松尾さんのお話をうかがっていると、まず「人生をどう生きるか」が重要な課題としてあって、そのために正しい意思決定の方法を身に付け、正しく生きるために教養を学ぶ必要があるということだと思います。教養を身に付けることで、自分の人生の意思決定をより幅の広いものにしていくことができると。
人間が生きる意味について
堀内:私はもともと社会人のスタートが銀行員でしたが、当時を振り返ってみると、まったく主体的に生きていなかったと感じています。銀行というところは、幅の狭い世界で、幅の狭い意思決定をして、そうした狭い世界で40年くらいずっと会社に面倒を見てもらえて、それはそれで人生の辻褄は合っているので、そういう人生を否定する気はありません。経済的にも困ることはなく、セカンドライフは友だちと好きなゴルフをして、それはそれで楽しそうだなと思うわけです。
しかし、私自身は学ぶことで自分の視野を広げて人生を豊かにしていくということの本質的な意味を、もう少し議論したいと考えています。単純に幸せになるというのであれば、むしろ視野が狭いほうがよいのかもしれませんが。
松尾:その通りだと思います。幸せだけを求めるなら、部屋に閉じこもってゲームをしてコンビニの弁当を食べてという生活が実はいちばん幸せなのかもしれません。しかし、人間が人間である理由は何かというと、やはり「知りたい」「理解したい」という欲求にあるはずです。

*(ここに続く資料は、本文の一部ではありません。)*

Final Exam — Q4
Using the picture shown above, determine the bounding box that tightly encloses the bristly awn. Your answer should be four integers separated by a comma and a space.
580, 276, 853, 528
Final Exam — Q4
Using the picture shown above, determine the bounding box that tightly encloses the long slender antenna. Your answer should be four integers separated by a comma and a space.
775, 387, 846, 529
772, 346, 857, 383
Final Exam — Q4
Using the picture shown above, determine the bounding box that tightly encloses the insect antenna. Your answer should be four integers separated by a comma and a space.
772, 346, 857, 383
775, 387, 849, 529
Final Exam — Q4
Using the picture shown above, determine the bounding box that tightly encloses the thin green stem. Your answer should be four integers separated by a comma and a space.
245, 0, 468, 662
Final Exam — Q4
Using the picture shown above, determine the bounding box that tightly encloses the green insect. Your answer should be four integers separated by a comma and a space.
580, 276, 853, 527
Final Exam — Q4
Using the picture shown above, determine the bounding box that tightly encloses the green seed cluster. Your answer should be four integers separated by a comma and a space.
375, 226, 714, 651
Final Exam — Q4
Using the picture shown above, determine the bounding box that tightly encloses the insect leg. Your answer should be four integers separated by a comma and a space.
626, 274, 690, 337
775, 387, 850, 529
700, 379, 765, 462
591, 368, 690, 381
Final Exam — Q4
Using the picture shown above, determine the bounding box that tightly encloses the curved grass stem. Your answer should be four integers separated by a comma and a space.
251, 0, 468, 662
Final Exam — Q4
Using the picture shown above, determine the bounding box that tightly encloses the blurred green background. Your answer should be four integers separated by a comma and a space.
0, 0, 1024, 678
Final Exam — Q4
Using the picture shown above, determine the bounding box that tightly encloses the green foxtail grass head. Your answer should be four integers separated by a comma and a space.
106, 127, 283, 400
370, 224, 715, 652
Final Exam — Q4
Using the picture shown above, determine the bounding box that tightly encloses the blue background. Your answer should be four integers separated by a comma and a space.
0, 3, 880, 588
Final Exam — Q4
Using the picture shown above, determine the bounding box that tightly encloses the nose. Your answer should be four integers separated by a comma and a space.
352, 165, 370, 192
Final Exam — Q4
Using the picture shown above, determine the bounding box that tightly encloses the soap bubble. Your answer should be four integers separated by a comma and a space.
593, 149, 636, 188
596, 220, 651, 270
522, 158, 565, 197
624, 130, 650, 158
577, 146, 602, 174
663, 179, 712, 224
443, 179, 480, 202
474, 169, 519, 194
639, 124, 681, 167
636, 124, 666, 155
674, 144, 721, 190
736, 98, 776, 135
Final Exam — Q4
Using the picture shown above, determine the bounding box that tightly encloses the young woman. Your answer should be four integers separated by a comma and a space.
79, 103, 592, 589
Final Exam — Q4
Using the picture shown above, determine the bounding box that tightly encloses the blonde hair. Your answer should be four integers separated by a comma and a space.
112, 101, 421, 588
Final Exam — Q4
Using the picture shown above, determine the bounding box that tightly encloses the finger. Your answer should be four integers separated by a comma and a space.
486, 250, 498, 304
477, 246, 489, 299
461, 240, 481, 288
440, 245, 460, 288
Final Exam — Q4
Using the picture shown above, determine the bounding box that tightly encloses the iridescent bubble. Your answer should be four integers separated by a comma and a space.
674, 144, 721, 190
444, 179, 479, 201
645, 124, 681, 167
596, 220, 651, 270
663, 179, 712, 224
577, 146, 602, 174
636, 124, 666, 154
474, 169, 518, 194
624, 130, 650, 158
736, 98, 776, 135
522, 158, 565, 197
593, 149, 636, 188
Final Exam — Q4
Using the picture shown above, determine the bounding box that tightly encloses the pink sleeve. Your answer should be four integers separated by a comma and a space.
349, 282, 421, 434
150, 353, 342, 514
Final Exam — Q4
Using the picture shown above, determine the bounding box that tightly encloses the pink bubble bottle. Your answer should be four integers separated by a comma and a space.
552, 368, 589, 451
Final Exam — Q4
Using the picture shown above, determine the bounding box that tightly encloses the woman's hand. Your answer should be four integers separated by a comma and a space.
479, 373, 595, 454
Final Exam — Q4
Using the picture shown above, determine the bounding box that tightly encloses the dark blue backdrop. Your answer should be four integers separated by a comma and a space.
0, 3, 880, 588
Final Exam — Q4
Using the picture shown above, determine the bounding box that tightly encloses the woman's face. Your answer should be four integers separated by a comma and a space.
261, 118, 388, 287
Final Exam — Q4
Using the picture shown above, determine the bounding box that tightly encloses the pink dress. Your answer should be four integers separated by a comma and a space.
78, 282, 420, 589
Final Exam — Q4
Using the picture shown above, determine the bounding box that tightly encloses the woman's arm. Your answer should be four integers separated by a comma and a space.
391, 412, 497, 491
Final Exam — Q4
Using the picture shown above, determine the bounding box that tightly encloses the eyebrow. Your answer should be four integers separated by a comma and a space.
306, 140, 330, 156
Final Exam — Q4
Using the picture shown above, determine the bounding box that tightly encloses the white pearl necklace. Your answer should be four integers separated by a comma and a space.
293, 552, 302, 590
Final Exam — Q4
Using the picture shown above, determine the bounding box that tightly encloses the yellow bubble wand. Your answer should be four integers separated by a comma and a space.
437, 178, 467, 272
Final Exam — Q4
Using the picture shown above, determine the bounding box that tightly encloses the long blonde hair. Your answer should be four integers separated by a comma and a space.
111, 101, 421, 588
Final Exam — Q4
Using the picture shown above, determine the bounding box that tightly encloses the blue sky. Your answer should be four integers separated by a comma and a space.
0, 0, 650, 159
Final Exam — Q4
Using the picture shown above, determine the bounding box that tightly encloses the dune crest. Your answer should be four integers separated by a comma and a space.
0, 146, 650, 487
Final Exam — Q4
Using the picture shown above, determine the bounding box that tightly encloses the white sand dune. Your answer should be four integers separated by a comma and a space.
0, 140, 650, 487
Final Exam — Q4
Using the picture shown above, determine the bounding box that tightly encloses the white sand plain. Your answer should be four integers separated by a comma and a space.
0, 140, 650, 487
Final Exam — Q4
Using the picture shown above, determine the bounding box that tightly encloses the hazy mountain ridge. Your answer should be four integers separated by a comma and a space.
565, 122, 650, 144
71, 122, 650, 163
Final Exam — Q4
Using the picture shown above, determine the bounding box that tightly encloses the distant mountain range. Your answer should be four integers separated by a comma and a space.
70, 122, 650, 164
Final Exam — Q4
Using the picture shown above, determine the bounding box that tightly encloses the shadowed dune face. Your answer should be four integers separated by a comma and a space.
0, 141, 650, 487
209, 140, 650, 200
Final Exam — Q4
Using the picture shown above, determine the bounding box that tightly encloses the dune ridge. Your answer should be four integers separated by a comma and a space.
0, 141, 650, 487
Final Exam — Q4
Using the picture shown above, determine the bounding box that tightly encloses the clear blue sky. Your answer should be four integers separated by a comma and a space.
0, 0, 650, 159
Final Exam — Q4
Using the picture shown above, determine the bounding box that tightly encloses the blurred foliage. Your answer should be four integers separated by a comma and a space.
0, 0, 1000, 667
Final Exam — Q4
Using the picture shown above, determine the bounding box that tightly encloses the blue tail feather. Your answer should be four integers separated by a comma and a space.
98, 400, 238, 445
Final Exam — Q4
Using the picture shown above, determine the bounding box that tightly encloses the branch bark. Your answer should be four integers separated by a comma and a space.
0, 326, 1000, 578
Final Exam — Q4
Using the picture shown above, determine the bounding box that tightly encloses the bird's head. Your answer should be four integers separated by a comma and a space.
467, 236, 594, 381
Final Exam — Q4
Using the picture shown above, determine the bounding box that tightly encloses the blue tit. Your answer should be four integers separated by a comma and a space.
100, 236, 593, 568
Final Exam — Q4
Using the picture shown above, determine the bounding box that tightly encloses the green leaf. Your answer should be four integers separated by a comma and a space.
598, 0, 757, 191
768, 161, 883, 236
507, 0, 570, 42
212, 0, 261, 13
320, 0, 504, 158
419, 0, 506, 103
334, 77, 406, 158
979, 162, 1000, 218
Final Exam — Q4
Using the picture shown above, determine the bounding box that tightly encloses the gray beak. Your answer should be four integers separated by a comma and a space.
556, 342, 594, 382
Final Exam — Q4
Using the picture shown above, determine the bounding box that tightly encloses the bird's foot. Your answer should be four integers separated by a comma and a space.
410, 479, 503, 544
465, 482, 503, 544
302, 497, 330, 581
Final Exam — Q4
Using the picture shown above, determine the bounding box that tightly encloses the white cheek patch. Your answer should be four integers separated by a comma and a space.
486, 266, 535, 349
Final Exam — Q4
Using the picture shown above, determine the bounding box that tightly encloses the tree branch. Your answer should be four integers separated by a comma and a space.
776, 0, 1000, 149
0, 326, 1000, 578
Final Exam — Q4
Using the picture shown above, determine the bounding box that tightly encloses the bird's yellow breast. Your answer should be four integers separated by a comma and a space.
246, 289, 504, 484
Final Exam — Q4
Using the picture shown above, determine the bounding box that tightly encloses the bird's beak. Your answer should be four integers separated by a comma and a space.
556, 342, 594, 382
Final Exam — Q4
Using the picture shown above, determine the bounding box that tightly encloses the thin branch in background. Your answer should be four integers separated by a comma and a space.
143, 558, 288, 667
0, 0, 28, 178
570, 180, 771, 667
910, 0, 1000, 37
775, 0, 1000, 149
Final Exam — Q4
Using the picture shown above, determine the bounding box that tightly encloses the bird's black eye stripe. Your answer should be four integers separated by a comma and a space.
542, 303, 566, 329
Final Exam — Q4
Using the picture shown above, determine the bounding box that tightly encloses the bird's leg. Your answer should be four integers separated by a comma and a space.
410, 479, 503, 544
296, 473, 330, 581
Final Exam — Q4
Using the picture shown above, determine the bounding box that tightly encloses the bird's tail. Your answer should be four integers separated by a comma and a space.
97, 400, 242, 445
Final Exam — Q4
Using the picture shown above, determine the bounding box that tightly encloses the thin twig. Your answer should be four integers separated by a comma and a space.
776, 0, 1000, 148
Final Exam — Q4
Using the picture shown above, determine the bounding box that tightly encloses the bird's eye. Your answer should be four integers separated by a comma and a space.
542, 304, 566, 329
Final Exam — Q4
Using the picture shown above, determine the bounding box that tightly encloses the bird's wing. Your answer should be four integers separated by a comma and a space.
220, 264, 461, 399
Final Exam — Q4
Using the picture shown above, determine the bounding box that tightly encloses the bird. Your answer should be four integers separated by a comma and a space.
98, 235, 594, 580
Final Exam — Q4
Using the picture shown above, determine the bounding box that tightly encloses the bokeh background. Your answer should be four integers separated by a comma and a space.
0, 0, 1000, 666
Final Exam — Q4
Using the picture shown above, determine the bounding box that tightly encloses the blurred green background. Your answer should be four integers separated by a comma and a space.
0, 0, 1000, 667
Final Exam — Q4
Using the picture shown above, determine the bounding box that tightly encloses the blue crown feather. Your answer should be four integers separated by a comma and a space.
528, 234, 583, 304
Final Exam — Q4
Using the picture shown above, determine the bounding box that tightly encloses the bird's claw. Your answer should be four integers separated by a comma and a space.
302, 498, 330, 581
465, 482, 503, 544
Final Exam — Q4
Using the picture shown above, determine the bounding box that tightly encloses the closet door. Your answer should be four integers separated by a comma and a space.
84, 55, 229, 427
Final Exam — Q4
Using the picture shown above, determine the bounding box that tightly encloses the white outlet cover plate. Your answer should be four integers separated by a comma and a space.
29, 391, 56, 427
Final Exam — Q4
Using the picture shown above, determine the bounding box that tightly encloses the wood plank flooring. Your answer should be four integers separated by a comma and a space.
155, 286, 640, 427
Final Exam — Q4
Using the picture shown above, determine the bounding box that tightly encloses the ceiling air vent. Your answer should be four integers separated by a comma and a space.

私にとって「生きることの意味」は、「知る」というか「世界のあり方を理解する」ことです。何かを学ぶ、何かを身に付けるようになると、それによって見える世界が変わってくる。そして、また新しいことと出会い、新しいことができるようになって、また見える世界が広がっていく。こういうことがとても奥深いと思っていまして、それを突き詰めていくのが人生ではないかと感じるのです。
堀内:松尾さんが子どもの頃に持っていた哲学的な問いは、現在の研究においてもモチベーションやドライビングフォースになっているのでしょうか。